Mica era l’unico negozio di dischi di Parigi: magari ne troverò uno molto più piccolo e carino nel quartiere latino e attaccherò bottone col proprietario che contesterà le mie scelte musicali convincendomi ad acquistare tutt’altro. Però il Virgin non me lo possono chiudere. no.

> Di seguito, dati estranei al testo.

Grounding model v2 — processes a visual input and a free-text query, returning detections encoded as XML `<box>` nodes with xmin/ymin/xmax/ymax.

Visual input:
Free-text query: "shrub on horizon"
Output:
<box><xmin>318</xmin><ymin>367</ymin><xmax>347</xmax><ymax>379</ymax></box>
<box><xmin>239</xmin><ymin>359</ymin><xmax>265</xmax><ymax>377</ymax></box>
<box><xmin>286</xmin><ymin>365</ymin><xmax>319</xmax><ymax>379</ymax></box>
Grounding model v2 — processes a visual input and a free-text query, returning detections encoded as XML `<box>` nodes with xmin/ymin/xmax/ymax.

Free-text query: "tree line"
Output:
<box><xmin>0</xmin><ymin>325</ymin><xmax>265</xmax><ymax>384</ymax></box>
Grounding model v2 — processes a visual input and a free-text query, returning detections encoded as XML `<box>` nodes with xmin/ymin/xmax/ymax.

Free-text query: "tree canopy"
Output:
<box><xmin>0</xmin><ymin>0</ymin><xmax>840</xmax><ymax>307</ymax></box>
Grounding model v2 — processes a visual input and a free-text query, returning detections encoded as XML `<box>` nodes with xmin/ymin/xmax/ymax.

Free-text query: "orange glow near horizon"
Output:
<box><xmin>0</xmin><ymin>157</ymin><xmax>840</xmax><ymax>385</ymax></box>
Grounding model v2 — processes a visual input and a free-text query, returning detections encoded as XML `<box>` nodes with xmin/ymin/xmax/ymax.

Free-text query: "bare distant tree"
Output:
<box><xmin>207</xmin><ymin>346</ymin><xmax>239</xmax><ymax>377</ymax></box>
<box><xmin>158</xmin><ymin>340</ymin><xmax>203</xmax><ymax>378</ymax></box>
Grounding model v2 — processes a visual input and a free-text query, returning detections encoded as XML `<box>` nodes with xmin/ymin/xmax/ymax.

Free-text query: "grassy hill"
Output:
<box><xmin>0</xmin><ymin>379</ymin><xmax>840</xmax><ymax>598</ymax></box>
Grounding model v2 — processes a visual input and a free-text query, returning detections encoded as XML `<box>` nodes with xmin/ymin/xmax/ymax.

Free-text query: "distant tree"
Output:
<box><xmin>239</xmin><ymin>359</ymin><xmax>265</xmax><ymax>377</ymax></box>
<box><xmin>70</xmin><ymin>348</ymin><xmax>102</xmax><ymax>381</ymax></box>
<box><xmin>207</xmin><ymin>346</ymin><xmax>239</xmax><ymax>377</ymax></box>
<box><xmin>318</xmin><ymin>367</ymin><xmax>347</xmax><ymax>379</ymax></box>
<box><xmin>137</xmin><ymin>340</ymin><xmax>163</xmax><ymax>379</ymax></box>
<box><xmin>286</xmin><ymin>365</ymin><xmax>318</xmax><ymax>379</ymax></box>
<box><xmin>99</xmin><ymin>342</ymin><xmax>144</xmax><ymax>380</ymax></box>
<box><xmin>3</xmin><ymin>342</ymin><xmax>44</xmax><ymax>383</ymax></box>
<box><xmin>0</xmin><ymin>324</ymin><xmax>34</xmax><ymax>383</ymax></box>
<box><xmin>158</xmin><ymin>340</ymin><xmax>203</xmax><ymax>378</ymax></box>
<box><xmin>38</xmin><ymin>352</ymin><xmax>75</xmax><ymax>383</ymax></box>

Perché è lì che tutti volevamo andare in terza media, e chissene di Versaille e Notre Dame: noi, di quegli infiniti quindici giorni di vacanza studio, aspettavamo la domenica di Disneyland e il pomeriggio dello shopping in cui le prof ci avrebbero lasciati da soli ore intere in quel meraviglioso tempio a caccia di tesori musicali.

E ora io torno a Parigi dopo dieci anni esatti per vedere tutto quello che ho già visto con occhi meno adulti e capisco che l’esserci già stata più volte non sarà importante, perché quella sarà un’altra Parigi e io un’altra io.

Ripenso a come ero, a come eravamo bambini e a quanto ci sentivamo grandi, mi sento incredibilmente vecchia. La stessa emozione che proverò nel sentire la mia Diva cantare dal vivo proprio a Parigi, finalmente, non sarà mai la stessa di allora, quando mi guardava dalle foto di lei che avevo attaccato per tutta la camera.

Dieci anni fa c’era anche lei. E penso alla passeggiata di oggi,  identica ad altre mille di quell’epoca, all’imbarazzo che non c’è stato e a tutto quello che è rimasto nell’aria perché è difficile concentrare tre anni di vita in tre ore. Molto è andato perso, per ragioni che conosciamo ma che forse non hanno più senso, ma restano come catene pesanti che chissà se riusciamo a spezzare. Indietro di dieci anni per due volte in un giorno. è cambiato tutto, e  dovrò trovarmi un altro posto dove acquistare i miei vinili da ascoltare nel seminterrato colorato.

Mi sento vecchia, sì.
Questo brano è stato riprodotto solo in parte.